How do you show that kx^2+2x-(k-2) = 0 has at least one real root for any value of k ?

May 29, 2015

$k {x}^{2} + 2 x - \left(k - 2\right)$ has discriminant $\Delta$ given by the formula

$\Delta = {2}^{2} - \left(4 k \cdot - \left(k - 2\right)\right)$

$= 4 + 4 {k}^{2} - 8 k$

$= 4 \left({k}^{2} - 2 k + 1\right)$

$= 4 {\left(k - 1\right)}^{2} \ge 0$

If $k = 1$ then $\Delta = 0$ and $k {x}^{2} + 2 x - \left(k - 2\right) = 0$ has one repeated real root $\left(x = - 1\right)$.

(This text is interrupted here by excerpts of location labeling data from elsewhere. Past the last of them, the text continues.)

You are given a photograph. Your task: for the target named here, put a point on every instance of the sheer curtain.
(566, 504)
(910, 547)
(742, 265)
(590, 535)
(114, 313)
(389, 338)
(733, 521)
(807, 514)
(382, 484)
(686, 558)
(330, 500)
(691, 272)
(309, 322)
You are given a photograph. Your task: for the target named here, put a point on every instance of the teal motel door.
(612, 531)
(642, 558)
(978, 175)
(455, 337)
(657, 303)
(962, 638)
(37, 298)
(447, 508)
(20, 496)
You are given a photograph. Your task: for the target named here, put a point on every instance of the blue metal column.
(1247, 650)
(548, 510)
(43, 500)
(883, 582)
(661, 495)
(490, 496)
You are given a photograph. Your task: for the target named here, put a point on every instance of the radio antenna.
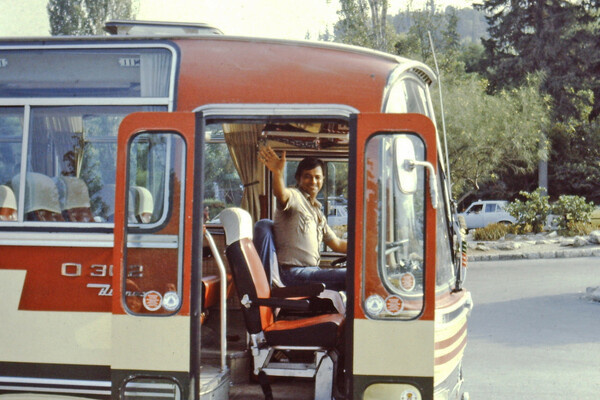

If $k \ne 1$ then $\Delta > 0$ and $k {x}^{2} + 2 x - \left(k - 2\right) = 0$ has 2 distinct real roots.

May 29, 2015

More simply, $x = - 1$ is a root for all values of $k$

Substituting $x = - 1$, we get:

$k {x}^{2} + 2 x - \left(k - 2\right) = k {\left(- 1\right)}^{2} + 2 \left(- 1\right) - \left(k - 2\right)$

$= k - 2 - \left(k - 2\right) = 0$

So $\left(x + 1\right)$ is one factor of $k {x}^{2} + 2 x - \left(k - 2\right)$, the other being $\left(k x - k + 2\right)$

$\left(x + 1\right) \left(k x - k + 2\right)$

$= x \left(k x - k + 2\right) + \left(k x - k + 2\right)$

$= k {x}^{2} - k x + 2 x + k x - k + 2$

$= k {x}^{2} + 2 x - \left(k - 2\right)$

The other root of $k {x}^{2} + 2 x - \left(k - 2\right) = 0$ is $x = \frac{k - 2}{k}$ unless $k = 0$.